For the second year in succession, the UK's Co-operative Bank has come top in our European Bank Customer Advocacy Rankings, just ahead of Poland's ING Bank Śląski, with Germany's Sparda-Banken in third place.
Customer advocacy is the perception among customers that a firm does what’s right for them, not just what’s best for its own bottom line. Customer advocacy matters because in every country we survey in our Consumer Technographics® research, we’ve found that customers who view their main bank as a customer advocate have more accounts at their main bank, are more likely to consider their bank for their next financial purchase, and are more likely to recommend it to others.
Given the fragile state of most European economies and the ongoing sovereign debt crisis, it's perhaps not surprising that many Europeans still don't think their bank has their best interests at heart. Just 29% of the nearly 24,000 European adults we surveyed believe their main bank does what’s best for them. Overall, the Polish and German banks have the best relationships with their customers, and the British banks the worst. The scores within each country vary substantially. Although British banks overall have some of the worst relationships, the UK contains three of the banks with the best relationships: The Co-operative Bank, Nationwide Building Society and First Direct. Other customer advocacy leaders include Germany’s Sparda-Banken and Volksbanken Raiffeisenbanken, Spain’s Bancaja and Rabobank in the Netherlands. Customers think mutually owned firms that don't have shareholders to worry about tend to do better at putting customers' interests first. Pure retail banks that don't have big investment banking operations also seem more likely to put customers' interests first.

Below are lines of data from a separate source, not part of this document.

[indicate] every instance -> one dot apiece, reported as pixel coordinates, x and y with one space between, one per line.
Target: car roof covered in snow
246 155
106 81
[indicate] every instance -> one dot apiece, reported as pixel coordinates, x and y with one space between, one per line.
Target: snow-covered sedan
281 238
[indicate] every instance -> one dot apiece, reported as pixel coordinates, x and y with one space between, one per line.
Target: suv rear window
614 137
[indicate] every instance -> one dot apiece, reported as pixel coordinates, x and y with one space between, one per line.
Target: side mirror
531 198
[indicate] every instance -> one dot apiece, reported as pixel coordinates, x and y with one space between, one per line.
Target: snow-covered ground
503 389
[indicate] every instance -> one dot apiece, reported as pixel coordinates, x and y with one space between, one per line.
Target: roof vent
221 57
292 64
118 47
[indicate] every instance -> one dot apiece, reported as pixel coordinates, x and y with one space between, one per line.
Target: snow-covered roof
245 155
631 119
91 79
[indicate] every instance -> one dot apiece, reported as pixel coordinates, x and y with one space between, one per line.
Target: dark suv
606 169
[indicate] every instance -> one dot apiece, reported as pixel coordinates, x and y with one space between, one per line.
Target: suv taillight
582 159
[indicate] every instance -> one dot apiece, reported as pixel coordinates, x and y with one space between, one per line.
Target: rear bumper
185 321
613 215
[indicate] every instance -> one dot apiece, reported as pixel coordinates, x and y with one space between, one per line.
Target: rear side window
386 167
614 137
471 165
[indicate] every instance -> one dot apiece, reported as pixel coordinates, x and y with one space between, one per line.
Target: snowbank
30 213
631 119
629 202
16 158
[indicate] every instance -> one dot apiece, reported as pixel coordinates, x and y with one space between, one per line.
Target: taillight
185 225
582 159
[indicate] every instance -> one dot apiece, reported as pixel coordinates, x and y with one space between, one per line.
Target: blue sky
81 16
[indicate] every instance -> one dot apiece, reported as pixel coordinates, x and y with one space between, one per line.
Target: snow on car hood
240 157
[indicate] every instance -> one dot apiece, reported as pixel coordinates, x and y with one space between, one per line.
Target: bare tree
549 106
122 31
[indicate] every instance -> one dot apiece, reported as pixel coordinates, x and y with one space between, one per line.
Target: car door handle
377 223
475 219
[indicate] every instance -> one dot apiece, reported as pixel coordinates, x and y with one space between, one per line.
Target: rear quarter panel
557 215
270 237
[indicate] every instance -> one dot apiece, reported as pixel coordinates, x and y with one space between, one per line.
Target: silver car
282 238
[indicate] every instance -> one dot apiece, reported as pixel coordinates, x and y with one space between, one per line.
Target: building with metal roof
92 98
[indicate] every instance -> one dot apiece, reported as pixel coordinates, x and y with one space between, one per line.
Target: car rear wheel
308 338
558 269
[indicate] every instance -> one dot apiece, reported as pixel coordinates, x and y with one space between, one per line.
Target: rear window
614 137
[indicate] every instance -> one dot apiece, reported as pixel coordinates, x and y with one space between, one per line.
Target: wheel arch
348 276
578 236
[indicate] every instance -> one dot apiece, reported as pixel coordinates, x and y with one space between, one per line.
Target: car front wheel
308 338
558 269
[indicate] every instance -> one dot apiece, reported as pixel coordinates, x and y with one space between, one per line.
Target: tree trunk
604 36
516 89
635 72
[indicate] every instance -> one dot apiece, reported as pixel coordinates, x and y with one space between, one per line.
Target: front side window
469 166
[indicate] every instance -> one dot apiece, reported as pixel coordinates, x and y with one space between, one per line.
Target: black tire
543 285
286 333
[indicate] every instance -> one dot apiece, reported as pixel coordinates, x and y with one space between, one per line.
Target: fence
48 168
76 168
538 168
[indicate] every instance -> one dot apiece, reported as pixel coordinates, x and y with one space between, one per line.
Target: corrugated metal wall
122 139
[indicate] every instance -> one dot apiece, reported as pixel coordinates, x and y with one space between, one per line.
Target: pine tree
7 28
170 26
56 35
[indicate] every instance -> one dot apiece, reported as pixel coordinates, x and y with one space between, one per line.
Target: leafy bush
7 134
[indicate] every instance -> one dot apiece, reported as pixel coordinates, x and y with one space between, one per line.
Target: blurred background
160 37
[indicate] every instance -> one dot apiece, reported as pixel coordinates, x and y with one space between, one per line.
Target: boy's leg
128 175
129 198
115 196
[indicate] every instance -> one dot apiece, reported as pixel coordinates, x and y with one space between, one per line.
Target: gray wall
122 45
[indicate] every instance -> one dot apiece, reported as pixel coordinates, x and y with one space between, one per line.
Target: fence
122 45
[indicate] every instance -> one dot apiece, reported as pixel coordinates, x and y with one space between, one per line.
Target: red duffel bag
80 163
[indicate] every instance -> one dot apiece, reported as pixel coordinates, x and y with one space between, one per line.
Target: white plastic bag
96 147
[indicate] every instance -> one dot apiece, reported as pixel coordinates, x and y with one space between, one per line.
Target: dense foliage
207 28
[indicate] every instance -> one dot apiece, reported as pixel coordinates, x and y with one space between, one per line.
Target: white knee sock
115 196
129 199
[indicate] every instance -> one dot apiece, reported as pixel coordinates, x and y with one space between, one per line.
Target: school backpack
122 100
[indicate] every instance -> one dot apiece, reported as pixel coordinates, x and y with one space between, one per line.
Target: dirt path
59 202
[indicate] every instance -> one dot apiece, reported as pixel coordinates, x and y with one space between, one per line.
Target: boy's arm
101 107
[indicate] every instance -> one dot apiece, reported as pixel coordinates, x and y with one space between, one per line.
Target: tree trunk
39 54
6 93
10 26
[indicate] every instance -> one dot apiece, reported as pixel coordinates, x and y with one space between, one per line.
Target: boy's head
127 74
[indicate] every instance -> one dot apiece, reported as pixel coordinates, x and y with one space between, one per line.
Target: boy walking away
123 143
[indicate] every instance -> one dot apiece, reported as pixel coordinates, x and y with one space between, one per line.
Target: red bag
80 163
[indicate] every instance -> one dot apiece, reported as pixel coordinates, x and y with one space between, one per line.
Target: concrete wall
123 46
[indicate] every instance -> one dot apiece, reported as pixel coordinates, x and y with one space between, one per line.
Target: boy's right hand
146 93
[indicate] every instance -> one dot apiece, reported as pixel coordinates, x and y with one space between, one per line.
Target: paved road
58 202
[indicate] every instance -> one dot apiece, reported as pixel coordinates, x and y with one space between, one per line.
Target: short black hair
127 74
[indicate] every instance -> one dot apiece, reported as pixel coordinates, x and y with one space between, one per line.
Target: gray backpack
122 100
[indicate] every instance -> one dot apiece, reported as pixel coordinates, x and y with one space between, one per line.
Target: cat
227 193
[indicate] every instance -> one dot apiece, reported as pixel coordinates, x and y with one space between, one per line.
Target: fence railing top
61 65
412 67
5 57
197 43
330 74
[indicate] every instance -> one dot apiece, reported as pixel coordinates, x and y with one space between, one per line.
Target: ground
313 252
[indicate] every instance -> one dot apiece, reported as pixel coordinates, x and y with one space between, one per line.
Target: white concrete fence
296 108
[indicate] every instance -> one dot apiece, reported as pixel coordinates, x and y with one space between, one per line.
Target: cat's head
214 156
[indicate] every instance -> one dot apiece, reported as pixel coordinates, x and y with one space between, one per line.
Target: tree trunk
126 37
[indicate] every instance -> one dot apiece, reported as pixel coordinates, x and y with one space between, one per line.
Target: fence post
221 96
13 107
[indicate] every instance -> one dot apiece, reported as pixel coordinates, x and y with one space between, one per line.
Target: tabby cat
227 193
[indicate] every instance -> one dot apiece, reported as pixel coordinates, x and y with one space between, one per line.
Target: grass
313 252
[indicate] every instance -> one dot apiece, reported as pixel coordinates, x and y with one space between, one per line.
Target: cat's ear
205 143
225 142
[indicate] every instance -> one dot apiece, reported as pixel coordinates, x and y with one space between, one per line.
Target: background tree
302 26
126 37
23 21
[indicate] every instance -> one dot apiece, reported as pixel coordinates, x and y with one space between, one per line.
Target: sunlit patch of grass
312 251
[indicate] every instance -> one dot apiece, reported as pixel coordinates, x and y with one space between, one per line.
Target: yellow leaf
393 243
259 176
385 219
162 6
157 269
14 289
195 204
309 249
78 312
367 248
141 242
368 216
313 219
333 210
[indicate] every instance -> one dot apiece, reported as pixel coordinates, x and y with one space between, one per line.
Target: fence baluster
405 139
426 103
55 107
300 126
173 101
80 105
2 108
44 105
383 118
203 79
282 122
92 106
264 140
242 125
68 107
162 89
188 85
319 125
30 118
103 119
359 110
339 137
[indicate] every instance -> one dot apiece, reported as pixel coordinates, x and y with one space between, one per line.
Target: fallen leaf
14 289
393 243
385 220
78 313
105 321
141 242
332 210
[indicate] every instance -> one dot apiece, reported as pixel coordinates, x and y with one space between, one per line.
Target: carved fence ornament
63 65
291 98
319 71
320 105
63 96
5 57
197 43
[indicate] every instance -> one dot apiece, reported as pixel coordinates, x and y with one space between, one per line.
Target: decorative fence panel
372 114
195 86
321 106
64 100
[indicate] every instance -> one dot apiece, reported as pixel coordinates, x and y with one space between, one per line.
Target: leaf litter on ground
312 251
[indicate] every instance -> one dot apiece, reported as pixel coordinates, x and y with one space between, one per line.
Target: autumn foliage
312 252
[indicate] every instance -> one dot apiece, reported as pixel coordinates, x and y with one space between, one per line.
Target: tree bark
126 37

So what can eBusiness and channel strategy executives do about it? Although you can't control or greatly influence public perceptions of your bank, digital channels provide a great way for eBusiness executives to demonstrate customer advocacy by focusing on the four cornerstones of customer advocacy: keeping things simple, operating transparently, treating customers beneveolently, and building trust. For example, the Co-operative Bank uses its website to build trust by spelling out its service guarantees and promising to pay customers £15 if it breaks them, and helps educate customers about their finances and the bank's ethical policies through its 'good with money' website.